A Grandfathers Clock Profile

From: A Business Review and Sketch Book, The Eastern Shore, Maryland, 1901, R.  H. Woodward Co.,  Publishers, Baltimore, Maryland.

Salisbury Machine Works

The conversion of raw material into finished product adds to the permanent value and wealth not only of individuals, but to the community and the State.  An enterprise here that occupies a foremost position among manufacturing establishments is the Salisbury Machine Works, Grier Brothers,  proprietors.   This is the largest plant of the kind on the Peninsula.  It was finished 1889.  These works are located on the N.Y.P.&N. railroad from which is a private sidetrack running through the  Boiler and Locomotive Building to the rear of the lot where machinery, coal, iron, sand and other supplies are received, and finished machinery shipped out.  The plant may be described, in detail, under the following heads: Foundry, Machine Shop, Round House, Pattern Department, Saw-mill and Blacksmithing, and Sales Department.  In the foundry are made iron and brass castings for engines and saw-mills, and machines of every description.  These works make a specialty of manufacturing machinery for the manufacture of baskets used for shipping berries, peaches, etc.  They also make stake-cutting machinery.  The foundry adjoins the machine shop, and is forty by thirty feet, while the latter is two story and thirty by one hundred feet, the machines being operated by a modern high speed engine.  In the Locomotive department a Locomotive can be jacked up and stripped of the machinery for any necessary work, and the steel ties of driving vehicles turned down in a large lathe especially for that purpose.  This lathe weighs over nine tons.  In the round house all kinds of boilers from the largest locomotive down to a boiler of the smallest traction engine are repaired on short notice.  In the saw mill department, saw mills are constructed from foundation to the competed milling plant.  The pattern department is supplied with turning lathes, gig and circular saws and the best improved machinery for making all kinds and sizes of patterns.  Blacksmithing of every kind is done in the most substantial manner, and also general repair work of all kinds.
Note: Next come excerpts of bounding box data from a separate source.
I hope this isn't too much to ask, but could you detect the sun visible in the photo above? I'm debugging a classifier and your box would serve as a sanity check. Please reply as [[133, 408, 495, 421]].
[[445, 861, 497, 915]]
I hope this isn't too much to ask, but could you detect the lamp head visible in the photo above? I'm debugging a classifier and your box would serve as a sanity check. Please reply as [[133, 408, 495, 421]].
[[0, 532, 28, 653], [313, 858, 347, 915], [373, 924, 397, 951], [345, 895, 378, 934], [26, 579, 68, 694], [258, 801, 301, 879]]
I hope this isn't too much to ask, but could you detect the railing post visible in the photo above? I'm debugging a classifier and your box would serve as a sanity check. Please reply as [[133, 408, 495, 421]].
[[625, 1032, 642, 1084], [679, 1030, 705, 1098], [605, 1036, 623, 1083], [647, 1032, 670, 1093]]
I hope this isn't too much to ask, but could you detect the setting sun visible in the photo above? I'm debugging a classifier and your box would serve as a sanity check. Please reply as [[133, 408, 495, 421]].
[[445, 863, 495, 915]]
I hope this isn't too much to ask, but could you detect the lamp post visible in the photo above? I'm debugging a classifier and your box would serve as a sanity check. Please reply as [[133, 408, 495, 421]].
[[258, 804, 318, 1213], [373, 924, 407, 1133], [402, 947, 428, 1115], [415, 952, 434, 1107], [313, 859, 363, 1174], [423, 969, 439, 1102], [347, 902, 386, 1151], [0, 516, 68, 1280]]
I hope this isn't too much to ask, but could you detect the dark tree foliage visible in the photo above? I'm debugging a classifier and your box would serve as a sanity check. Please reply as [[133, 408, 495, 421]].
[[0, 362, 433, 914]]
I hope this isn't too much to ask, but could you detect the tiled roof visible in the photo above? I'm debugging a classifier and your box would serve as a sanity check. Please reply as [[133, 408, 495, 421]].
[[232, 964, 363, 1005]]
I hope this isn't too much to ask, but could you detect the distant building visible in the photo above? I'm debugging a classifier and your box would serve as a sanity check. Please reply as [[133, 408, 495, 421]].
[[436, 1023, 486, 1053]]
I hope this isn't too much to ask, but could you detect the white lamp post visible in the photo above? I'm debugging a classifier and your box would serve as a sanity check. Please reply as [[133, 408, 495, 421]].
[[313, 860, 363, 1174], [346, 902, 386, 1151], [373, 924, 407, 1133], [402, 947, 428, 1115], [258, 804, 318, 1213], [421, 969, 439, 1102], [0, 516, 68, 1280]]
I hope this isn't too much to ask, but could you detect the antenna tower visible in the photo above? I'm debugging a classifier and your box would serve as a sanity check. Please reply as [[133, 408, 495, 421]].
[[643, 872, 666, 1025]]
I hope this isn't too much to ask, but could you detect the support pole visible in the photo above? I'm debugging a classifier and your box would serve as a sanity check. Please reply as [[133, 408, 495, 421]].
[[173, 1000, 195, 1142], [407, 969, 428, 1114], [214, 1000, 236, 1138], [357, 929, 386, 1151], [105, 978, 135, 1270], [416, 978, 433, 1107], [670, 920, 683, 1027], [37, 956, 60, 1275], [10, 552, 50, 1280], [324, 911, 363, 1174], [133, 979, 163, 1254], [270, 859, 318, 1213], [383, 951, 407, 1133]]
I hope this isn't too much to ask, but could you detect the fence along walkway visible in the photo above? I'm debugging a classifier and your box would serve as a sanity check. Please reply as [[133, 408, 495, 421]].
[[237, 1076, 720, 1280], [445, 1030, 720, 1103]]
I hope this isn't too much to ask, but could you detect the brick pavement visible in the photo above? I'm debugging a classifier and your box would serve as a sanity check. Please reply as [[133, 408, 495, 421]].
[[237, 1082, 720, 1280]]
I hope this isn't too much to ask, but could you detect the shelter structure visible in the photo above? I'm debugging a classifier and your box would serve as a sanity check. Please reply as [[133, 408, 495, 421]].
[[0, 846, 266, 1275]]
There are two warehouses, one two story, forty by seventy feet in dimensions, used for the storing  of pulleys, shafting and light miscellaneous machinery.  The other thirty by sixty feet in size, is used for the exhibition of heavy machinery, such as engines, boilers, threshers, etc.  The entire plant covers over an acre.  Messrs. Grier Brothers are manufacturers agents for all the machinery and agricultural implements of the A. B. Farquar Company, York, Pa.  Among these may be mentioned the Pennsylvania Improved Fertilizer Grain Drill, Farquar’s Rake Separators and vibrators, threshers, steam engines, portable engines, boilers of all kinds, corn shellers, shingle machines, saw mills, etc.  Also The Famous R. Hoe & Co. Inverted Tooth circular Saws.

In short, there is no part of kind of machinery pertaining to the farm, to th mill, or any kind of business but what this firm can furnish on short notice.  Messrs. Grier Brothers give their personal supervision to all work.  They are both practical men and skilled machinists, having worked at the trade many years.  Their customers may be found throughout the Eastern Shore, Delaware, Virginia and North Carolina, and business is growing rapidly, and has nearly, if not quite, doubled in the last four years.  The individual members of the firm are Robert D. and Frederick A. Grier.  The former is Vice President of the Farmers Merchants Bank, of Salisbury.  Both are valued members of the Board of Trade, and while active in the prosecution of their own interest, they are nevertheless enterprising and public spirited citizens.